Sunday, November 28, 2010

Scripture genres

Our adult Sunday school class has been studying Making Sense of Scripture by David Lose. One of the exercises focused on think of scripture in terms of genre. A text has a different meaning whether it is poetry, letter, etc. The class broke into smaller groups to retell Luke 15:11-32 in different genres—supermarket tabloid and fairy tale. Here are the fun results (my best attempt at transcribing the handwritten poster sheets):

Squandered his money on lurid living and loose women.
Dad is ecstatic at return of wayward ways and throws a block party with finest food.
Older son refuses to attend party for jackass brother.
Father tries to sooth ruffled feathers with love, apparently to no avail.
Is younger son’s conversion true, or was he just hungry and returning to Daddy with his tail between his legs? More of the story continues at www dot the bible revealed dot com.

Decide which is the Good Son
Once upon a time, Father had two sons. The young son got bored with chores and wanted his money now. The younger son thought life wasn’t entertaining, and told his father he wanted out.
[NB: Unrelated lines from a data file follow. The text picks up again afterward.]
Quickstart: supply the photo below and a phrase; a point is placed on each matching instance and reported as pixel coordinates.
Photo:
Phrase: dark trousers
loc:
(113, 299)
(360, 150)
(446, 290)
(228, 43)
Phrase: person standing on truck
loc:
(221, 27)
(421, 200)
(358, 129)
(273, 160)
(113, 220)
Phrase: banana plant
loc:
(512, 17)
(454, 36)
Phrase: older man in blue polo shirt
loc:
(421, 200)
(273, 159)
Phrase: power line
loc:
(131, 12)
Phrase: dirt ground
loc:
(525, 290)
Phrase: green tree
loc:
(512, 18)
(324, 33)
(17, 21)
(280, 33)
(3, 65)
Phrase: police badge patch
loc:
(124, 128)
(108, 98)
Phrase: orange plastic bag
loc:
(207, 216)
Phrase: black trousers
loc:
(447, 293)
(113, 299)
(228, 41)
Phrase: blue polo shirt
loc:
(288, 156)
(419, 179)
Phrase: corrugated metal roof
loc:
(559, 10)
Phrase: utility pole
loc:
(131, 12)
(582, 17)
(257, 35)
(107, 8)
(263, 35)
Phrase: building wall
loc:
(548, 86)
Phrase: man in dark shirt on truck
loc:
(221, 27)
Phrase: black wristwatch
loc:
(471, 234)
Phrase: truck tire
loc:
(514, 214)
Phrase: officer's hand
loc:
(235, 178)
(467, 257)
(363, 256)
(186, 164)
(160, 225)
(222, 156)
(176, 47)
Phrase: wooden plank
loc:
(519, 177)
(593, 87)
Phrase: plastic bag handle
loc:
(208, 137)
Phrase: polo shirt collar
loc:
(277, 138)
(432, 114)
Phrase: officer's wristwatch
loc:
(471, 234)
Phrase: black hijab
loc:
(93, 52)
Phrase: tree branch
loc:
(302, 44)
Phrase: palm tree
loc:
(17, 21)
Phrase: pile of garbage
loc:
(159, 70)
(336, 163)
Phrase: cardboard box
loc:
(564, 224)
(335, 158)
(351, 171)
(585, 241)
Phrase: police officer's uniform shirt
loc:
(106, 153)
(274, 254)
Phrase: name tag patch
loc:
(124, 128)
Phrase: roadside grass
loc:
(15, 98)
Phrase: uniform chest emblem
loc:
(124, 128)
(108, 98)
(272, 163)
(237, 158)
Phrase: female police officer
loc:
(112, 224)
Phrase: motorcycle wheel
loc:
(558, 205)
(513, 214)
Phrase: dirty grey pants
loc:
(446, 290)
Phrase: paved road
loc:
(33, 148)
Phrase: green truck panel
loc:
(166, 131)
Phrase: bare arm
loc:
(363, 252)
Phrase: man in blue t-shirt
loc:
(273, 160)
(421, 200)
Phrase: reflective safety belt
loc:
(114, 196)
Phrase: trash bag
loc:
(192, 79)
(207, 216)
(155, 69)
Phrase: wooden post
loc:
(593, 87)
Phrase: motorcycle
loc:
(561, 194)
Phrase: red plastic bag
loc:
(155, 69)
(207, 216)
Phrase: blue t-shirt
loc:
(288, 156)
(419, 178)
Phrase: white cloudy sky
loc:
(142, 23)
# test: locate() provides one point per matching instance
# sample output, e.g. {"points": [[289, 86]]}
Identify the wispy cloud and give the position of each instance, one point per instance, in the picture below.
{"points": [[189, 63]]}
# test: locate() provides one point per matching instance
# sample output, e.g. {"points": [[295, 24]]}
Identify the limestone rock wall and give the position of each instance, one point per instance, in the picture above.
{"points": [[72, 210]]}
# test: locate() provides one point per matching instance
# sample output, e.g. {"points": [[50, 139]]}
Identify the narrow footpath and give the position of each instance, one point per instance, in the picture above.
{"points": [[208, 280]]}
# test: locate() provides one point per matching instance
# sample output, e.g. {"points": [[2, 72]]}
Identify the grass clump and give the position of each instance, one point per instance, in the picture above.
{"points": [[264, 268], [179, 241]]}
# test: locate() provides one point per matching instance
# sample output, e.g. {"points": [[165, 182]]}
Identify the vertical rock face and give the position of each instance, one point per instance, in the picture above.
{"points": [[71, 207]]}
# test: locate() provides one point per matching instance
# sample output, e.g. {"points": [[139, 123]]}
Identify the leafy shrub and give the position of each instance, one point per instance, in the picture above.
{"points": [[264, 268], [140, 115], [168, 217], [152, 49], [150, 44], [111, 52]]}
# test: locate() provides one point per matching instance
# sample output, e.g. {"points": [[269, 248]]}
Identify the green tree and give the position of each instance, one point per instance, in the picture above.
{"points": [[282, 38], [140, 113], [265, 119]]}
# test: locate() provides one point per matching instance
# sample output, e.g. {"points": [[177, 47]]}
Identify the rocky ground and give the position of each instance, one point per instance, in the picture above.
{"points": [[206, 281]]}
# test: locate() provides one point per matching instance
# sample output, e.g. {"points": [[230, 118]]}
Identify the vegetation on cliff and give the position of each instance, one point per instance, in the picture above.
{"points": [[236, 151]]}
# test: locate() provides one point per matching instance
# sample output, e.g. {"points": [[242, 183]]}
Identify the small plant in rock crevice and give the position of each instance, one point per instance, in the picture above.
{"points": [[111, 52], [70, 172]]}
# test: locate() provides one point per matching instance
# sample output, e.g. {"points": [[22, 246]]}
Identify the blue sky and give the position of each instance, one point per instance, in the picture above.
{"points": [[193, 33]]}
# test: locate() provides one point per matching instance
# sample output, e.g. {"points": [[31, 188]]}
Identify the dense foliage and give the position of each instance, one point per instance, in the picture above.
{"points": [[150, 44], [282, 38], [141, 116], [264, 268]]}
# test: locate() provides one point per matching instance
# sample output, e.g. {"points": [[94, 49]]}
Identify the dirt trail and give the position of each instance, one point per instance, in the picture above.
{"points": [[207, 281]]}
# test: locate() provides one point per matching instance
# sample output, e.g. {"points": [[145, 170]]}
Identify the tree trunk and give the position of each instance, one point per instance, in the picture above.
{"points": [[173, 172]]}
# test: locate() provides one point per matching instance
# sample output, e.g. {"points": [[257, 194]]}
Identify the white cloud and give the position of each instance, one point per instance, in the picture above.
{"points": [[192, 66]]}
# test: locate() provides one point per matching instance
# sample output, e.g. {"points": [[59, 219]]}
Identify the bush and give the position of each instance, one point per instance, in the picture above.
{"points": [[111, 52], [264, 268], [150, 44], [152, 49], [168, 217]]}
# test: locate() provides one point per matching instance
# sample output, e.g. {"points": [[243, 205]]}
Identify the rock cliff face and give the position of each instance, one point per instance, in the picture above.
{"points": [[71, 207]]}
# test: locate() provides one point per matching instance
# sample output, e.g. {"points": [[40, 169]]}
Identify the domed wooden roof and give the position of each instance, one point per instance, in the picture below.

Father tried to dissuade the son, but eventually gave in.

He was feeding hogs, and one turned to a witch and said, “Get yourself together or I will turn you into a pig and send you over a cliff.” The son was defeated and said, “I must apologize and make amend before my father will accept me.” He got home and Father was so glad to see him; he accepted him back and gave him a part and fine clothes. The older son was PO’d, saying, “I stay here and sweat and get nothing; he is a jerk, leaves, spends all and now wants back and now gets more.”

Father is the Good Fairy and welcomes all together and tries to convince older son that this was OK. The Older son does not hear any of it. He becomes estranged from his his brother and very distant from Father. But Good Fairy came and waved a wand and the brothers started working out their differences before the brother died. And they lived happily ever after. The end.